Now if you are going to make a record like this newie by Beginners, you’ve got to have material that really punches above its weight. What I mean is; the songs have got to have character, and personality. Anyone can hide behind good production and everyone can use the musical motifs and hooks of the zeitgeist in which the record’s made to skip round the issues of having songs with no moral or emotional weight. Luckily Beginners are too, well… honest to do that. The best tracks on here are the ones where we hear Susanne Linssen herself; the three killer slowies Miss You More, Scars and Green Lights, and the punchy This Is Where I Got Off, where (just like all the best pop) you can’t help but believe what she sings, and warm to the open, engaging personality projected through the songs.
OK it does sound like a classic American trad-MOR record; Don Henley, Tom Petty, Bangles, that kind of thing. Beginners aren’t that polished mind; when you hear The Strike you’d guess they’re more like a scrubbed up Camper van Beethoven, or a friendly take on Throwing Muses’ Real Ramona. Linssen even tries this hyper-American drawl on Toothpicks which is, well… ‘charming’. But despite the feel of Americana (the mentions of tail lights in opening track September Sunburn IS very Don Henley, M’Lud) and nods to the Anglo-American rawk canon (in September Song the ‘ooh la-la-las’ are very reminiscent of the Fabs’ You Won’t See Me and then there’s a song about Ringo, called appropriately, Yeah Yeah Yeah) this is also a record that is as Dutch as they come. It’s as Dutch as those bright, practical accessories in Hema, Dutch as having a coffee and a natter in your local gezellig café, Dutch as a dutiful visit to the in-laws. This is the sound of the Netherlands I half-love despite my intermittent (self-loathing) raging against it; attractive and nice, decent to the core, open with its emotions, not afraid to playfully throw back all the bluster in a poppy, fun, and ultimately practical manner.

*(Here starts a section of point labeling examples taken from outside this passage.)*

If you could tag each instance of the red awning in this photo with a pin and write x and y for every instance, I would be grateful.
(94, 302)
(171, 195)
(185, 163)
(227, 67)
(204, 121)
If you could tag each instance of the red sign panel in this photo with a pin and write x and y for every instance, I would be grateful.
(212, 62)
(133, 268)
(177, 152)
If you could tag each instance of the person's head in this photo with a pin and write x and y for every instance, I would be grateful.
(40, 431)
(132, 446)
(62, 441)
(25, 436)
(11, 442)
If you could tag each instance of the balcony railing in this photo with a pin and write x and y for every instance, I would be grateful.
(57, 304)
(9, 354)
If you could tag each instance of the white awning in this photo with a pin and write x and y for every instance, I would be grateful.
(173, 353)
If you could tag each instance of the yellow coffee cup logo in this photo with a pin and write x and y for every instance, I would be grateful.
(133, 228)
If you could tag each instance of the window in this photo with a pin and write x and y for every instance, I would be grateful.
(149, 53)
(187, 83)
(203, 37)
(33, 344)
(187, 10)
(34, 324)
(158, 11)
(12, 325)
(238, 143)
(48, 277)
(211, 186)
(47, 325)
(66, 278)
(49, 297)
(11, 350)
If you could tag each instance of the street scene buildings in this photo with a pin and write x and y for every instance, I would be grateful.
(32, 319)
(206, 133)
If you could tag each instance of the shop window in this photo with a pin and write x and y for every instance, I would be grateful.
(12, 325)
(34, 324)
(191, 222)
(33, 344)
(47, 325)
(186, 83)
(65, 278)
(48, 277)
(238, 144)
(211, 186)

Possibly the best pop record released on Excelsior records this past decade, September Sunburn is an LP that manages to surmount any formula and any amount of grooming and robotic rock industry manoeuvering to prove its core worth. I’d wager that this (in terms of style) is the 'feminine'* equivalent of what’s to come with the new Nouveau Vélo record. Intelligent and moving Dutch pop for the boys and girls. A journalist conceit, yes, but I’d put a few bob on it.

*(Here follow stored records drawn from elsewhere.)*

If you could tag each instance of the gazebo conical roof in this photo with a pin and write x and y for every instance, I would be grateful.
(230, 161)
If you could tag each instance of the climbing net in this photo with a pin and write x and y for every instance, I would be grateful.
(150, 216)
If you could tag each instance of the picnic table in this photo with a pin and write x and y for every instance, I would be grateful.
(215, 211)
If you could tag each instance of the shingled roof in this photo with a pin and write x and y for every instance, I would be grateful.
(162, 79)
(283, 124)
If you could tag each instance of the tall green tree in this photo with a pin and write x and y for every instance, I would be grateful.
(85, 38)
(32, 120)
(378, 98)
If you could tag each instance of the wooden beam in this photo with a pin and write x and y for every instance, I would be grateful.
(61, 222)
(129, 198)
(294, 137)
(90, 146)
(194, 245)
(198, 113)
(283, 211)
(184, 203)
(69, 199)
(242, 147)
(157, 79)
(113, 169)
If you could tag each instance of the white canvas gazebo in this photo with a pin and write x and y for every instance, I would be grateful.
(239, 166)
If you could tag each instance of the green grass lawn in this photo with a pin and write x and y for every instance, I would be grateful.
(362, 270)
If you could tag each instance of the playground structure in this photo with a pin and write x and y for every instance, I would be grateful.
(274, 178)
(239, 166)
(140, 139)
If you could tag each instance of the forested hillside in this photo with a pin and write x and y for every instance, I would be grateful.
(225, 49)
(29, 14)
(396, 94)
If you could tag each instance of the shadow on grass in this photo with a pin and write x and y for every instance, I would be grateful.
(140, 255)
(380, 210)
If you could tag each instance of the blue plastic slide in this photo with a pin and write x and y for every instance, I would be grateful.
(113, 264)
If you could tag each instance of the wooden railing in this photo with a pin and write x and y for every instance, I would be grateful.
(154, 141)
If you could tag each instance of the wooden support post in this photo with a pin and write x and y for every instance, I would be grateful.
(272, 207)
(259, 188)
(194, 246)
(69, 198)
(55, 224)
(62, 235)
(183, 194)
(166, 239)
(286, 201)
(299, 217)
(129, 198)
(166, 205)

*The LAST thing Incendiary stands for is the erroneous and false split of musical worth over gender; something that far too many journalists, to their collective shame, do. All the ‘look girls can do what boys do’ bullshit is divisive and sexist. And the whole notion of mentioning ‘a’ band is ‘a girls’ band, as if that matters should be put out to grass. The word feminine is used in this review to understand how Susanne Linssen’s point of view may differ against Rolf Hupke’s view in the new Nouveau Vélo album.